By Betty Henderson • 11 May 2023 • 13:00
The picturesque village is facing evacuation.
Photo credit: MilaJac / Wikimedia Commons
Residents were instructed to urgently evacuate their homes by evening on Friday, May 12 evening. The residents have been forced to flee their homes through the evacuation due to the looming threat of a rockfall, of a colossal mass of Alpine rock totalling a staggering two million cubic metres.
At a recent Town Hall meeting where the evacuation was announced, local leaders revealed that geologists have observed a rapid acceleration in local rock movement. The unsettling prognosis suggests that within the next seven to 24 days, up to two million cubic metres of rock material could collapse or slide, endangering lives and properties.

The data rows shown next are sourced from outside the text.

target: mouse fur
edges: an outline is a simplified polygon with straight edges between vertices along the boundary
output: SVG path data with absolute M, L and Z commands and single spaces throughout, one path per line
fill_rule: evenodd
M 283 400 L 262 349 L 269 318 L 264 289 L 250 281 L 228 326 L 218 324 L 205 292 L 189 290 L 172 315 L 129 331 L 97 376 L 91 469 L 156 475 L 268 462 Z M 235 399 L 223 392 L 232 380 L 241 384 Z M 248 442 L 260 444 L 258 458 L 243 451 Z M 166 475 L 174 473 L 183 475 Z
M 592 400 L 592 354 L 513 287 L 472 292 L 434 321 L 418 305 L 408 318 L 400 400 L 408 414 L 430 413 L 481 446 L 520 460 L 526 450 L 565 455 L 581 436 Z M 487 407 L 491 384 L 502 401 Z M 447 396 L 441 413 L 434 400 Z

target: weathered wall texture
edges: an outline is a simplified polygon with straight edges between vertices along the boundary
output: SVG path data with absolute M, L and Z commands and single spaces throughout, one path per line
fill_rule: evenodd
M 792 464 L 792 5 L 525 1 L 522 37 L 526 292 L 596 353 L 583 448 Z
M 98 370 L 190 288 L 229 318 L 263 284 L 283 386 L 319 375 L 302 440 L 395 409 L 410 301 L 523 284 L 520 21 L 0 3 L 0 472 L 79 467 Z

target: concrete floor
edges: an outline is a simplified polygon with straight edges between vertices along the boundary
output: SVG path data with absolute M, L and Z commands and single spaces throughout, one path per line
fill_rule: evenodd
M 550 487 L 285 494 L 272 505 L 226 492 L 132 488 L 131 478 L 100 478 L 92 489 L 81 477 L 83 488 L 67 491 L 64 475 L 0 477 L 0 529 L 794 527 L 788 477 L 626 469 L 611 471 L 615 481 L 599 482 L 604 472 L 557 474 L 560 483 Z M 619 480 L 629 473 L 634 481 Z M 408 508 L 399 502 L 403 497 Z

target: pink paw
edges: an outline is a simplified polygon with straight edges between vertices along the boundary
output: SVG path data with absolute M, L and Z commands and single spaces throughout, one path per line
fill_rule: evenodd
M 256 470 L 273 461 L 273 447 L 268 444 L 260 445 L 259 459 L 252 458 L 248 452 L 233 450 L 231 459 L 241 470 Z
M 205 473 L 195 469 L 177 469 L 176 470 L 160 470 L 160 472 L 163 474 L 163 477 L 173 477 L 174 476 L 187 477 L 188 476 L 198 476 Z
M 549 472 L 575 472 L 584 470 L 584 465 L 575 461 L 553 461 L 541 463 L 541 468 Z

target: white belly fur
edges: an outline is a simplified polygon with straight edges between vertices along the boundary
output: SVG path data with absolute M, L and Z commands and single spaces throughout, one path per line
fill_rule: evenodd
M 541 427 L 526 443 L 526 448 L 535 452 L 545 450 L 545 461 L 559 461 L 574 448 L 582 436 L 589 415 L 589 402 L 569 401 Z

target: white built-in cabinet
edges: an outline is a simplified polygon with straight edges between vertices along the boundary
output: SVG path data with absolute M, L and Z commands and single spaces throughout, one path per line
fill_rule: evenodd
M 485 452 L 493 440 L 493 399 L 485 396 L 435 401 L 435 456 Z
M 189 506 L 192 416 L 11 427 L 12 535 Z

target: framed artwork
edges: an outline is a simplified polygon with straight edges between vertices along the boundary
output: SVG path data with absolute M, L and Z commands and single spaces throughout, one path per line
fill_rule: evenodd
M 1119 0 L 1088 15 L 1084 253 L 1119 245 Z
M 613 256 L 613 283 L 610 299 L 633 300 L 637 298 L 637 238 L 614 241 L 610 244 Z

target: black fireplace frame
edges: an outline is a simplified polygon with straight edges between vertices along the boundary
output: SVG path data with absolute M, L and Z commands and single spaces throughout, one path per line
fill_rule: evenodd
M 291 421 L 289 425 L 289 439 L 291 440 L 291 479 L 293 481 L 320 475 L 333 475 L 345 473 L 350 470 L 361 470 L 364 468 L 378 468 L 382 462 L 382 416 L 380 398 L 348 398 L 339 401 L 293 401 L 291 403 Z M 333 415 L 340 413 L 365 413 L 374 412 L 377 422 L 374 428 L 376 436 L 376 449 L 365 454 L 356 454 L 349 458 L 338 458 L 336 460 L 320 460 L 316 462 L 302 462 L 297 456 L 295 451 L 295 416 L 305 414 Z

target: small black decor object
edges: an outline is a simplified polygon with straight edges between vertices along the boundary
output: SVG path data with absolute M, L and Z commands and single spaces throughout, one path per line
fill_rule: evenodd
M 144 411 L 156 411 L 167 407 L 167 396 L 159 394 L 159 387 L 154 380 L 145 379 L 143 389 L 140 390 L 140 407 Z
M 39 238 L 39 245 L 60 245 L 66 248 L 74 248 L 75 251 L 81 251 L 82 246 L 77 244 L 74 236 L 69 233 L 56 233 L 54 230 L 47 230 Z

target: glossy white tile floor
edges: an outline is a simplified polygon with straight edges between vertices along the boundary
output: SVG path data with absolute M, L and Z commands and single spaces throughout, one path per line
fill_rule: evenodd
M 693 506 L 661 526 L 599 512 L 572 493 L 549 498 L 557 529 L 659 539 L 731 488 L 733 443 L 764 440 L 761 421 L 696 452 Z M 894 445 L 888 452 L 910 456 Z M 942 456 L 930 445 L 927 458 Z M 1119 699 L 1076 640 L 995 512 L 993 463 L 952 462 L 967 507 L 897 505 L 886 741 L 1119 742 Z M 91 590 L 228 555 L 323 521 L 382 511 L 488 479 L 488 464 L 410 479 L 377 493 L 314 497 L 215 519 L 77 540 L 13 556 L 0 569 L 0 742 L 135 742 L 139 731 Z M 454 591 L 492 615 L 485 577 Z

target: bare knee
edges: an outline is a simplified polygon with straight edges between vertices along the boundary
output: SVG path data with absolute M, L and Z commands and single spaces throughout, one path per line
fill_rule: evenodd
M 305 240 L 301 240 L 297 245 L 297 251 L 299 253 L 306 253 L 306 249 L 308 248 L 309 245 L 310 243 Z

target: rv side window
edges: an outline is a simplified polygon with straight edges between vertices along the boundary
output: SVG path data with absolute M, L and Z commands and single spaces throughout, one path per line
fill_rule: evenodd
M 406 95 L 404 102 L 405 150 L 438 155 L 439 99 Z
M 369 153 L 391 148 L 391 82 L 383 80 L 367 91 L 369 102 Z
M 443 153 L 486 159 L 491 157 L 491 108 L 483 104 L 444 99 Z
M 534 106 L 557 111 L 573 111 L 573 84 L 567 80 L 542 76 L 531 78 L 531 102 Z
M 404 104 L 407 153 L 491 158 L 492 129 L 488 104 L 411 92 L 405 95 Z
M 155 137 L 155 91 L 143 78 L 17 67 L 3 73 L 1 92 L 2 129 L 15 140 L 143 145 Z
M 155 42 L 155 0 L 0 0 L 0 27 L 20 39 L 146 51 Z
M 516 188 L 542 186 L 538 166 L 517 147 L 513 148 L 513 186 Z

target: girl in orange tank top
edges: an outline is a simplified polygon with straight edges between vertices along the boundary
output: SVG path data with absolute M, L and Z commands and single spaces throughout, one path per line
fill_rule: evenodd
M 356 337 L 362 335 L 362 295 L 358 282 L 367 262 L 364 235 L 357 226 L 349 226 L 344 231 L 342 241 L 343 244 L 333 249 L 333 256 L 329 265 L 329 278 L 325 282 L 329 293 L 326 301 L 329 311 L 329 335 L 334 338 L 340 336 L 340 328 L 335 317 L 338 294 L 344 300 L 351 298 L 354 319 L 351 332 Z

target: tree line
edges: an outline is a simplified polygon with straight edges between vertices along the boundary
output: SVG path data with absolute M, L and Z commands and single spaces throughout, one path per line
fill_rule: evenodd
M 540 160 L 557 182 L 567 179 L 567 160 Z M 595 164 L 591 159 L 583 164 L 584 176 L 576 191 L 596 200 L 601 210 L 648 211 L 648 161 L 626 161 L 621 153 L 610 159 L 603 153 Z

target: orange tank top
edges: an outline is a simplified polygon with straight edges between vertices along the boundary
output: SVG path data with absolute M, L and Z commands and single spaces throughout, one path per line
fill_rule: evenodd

Speaking at the Town Hall meeting, one member of the Crisis Management Board, Christian Gartmann, says there is a 60 per cent chance that the rocks may dislodge in smaller portions, potentially avoiding the village and valley altogether. He added that there is a ten per cent chance of the rockslide hitting the village entirely, which is why evacuation has been called for.
Situated in the picturesque Graubünden region in the heart of Switzerland, Brienz is a historic village known for its unique blend of German and Romansch cultures. It has a population of around 3000 people, who will all be affected by the evacuation.
However, the village has experienced an alarming increase in rock movement over the past two decades, with the landslide now progressing at a rate of approximately one metre per year.
As experts evaluate potential countermeasures, it has been determined that triggering a controlled explosion to induce a rockslide is too hazardous. Erecting a protective wall or mound of sand has also been deemed impractical due to the vast scale that would be required.
While the evacuation proceeds, the community has rallied together, with residents from neighbouring villages offering shelter to those displaced. Regrettably, due to the level of urgency, farm animals from two local farms will remain in the stables for the time being.
The future of Brienz hangs in uncertainty as authorities continue to work to avert disaster.